8. The device according to one of the preceding claims, further comprising.
a transient detector (250) implemented to control the signal spreader (102) or the
decimator (105) when a transient portion is detected in the audio signal, to execute
(260) a non-harmonic copying operation or a mirroring operation for generating higher
spectral portions.
9. The device according to one of the preceding claims, further comprising:
a tonality/noise correction module (109a) which is implemented to manipulate a tonality
or noise of the bandpass signal or a distorted bandpass signal.
10. The device according to one of the preceding claims, wherein the signal spreader (102)
comprises a plurality of filter channels, wherein each filter channel comprises a
filter for generating a temporally varying magnitude signal (557) and a temporally
varying frequency signal (560) and an oscillator (502) controllable by the temporally
varying signals, wherein each filter channel comprises an interpolator for interpolating
the temporally varying magnitude signal (A(t)), to obtain an interpolated, temporally
varying magnitude signal (A'(t)), or an interpolator for interpolating the frequency
signal by the spread factor (104) to obtain an interpolated frequency signal, and
wherein the oscillator (502) of each filter channel is implemented to be controlled
by the interpolated magnitude signal or by the interpolated frequency signal.

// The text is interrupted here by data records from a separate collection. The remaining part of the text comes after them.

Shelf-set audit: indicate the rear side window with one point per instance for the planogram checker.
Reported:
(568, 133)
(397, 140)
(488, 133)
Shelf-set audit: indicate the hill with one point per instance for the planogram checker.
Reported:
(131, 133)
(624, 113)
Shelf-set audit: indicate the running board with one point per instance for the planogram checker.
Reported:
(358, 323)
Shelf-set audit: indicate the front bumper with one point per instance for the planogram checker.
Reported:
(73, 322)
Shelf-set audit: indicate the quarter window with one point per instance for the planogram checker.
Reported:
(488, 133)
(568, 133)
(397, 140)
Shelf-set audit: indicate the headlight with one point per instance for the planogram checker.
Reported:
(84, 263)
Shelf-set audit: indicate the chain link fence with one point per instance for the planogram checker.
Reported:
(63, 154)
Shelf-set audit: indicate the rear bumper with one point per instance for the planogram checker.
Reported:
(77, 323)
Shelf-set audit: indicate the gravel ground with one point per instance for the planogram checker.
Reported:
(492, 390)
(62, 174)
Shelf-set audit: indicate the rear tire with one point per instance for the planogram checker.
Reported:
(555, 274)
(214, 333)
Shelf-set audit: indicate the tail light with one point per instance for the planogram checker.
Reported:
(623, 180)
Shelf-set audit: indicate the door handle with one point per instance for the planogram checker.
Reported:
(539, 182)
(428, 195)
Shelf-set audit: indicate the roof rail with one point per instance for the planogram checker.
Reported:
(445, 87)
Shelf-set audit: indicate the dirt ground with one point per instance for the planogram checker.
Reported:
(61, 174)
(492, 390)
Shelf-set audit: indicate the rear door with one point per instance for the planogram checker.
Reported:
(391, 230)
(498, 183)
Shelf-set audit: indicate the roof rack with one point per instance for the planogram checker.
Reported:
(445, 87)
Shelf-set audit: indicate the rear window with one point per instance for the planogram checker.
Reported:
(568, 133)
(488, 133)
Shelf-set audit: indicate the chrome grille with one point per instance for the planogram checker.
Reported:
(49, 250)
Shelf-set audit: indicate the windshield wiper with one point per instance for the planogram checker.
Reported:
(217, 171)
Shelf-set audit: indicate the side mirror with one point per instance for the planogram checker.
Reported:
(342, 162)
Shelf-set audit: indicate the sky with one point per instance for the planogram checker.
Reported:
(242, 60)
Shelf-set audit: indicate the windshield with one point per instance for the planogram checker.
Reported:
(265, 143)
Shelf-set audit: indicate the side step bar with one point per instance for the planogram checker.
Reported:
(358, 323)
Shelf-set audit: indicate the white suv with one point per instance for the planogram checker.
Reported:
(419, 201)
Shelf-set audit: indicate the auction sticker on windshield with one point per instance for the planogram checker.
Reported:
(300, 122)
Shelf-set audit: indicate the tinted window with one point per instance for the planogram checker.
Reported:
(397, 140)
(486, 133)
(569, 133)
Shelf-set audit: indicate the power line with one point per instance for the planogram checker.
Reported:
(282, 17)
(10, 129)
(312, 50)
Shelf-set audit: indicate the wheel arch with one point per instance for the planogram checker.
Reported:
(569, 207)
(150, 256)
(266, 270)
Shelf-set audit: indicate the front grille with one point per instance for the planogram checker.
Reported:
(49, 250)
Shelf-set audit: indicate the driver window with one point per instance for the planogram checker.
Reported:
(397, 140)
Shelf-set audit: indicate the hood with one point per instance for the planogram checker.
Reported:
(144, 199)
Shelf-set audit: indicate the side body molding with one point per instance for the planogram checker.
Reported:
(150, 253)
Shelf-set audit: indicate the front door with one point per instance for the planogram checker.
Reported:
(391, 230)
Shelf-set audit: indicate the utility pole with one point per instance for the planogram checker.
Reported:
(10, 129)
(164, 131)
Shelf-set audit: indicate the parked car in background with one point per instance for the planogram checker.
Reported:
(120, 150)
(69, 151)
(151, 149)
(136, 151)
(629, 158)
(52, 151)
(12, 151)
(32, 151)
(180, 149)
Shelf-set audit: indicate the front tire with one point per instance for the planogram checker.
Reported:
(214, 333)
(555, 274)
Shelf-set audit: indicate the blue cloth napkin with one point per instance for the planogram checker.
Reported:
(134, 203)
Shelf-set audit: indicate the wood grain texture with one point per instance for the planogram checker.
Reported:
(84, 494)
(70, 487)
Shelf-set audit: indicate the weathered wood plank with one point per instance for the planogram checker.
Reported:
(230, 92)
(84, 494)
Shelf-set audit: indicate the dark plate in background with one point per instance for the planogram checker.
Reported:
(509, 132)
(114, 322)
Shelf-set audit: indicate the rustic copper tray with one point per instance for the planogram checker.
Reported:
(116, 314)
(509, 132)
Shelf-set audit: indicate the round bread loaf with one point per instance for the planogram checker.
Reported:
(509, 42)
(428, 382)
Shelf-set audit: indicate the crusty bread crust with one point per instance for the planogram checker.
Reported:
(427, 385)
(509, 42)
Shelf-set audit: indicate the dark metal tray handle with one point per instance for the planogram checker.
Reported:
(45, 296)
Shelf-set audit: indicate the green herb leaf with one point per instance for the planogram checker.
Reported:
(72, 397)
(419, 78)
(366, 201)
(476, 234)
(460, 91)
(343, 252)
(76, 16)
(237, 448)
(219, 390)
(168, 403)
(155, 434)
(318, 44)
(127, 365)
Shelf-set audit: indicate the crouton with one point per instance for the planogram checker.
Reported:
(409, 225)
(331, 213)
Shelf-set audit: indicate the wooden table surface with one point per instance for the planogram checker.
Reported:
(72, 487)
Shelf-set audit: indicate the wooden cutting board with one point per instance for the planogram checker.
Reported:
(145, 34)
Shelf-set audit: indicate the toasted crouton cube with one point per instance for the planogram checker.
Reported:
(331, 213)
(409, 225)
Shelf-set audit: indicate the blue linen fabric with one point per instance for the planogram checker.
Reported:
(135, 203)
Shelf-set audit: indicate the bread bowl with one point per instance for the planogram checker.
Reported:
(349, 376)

11. The device according to one of claims 1 to 11, wherein the signal spreader (102) comprises:
an FFT processor (600) for generating successive spectrums for overlapping blocks
of temporal samples of the audio signal, wherein the overlapping blocks are spaced
apart from each other by a first time distance (a);
an IFFT processor for transforming successive spectrums from a frequency range into
the time range to generate overlapping blocks of time samples spaced apart from each
other by a second time distance (b) which is greater than the first distance (a);
and
a phase re-scaler (606) for rescaling the phases of the spectral values of the sequences
of generated FFT spectrums according to a ratio of the first distance (a) and the
second distance (b).
12. A method for a bandwidth extension of an audio signal (100), comprising:
generating (102) a version of the audio signal as a time signal temporally spread
by a first spread factor of 2 to obtain a first spread signal;
spreading the audio signal (100) by a second spread factor of 3 to obtain a second
spread signal;
decimating (105) the first spread signal by a first decimation factor of 2 to obtain
a first decimated audio signal;
further decimating the second spread signal by a second decimation factor of 3 to
obtain a second decimated audio signal;
extracting (107, 109) a first bandpass signal from the first decimated audio signal
(106), the first bandpass signal containing a frequency range which is between a maximum
frequency of the audio signal (100) and two times the maximum frequency of the audio
signal (100), or extracting a first bandpass signal from the audio signal before generating
(102), wherein the first bandpass signal, after generating (102) and decimating (105),
contains a frequency range which is between the maximum frequency of the audio signal
(100) and two times the maximum frequency of the audio signal (100), extracting a
second bandpass signal from the second decimated signal containing a frequency range
which is between two times the maximum frequency of the audio signal (100) and three
times the maximum frequency of the audio signal (100), or extracting a second bandpass
signal from the audio signal before the spreading, wherein the second bandpass signal,
after spreading and further decimating, has a frequency range which is between two
times the maximum frequency of the audio signal (100) and three times the maximum
frequency of the audio signal (100); and
combining (111) the first and second bandpass signals or the first and second decimated
signals with the audio signal (100) to obtain the combination signal (112) extended
in its bandwidth by a factor of 3;
wherein the first and the second bandpass signals are distorted so that the first
and the second bandpass signals comprise a predetermined envelope;
or the first and the second decimated audio signals are distorted so that the first
and the second decimated audio signals comprise a predetermined envelope;
or the combination signal is distorted so that the combination signal comprises a
predetermined envelope.
13. A computer program having a program code for performing the method according to claim
12, when the computer program is executed on a computer.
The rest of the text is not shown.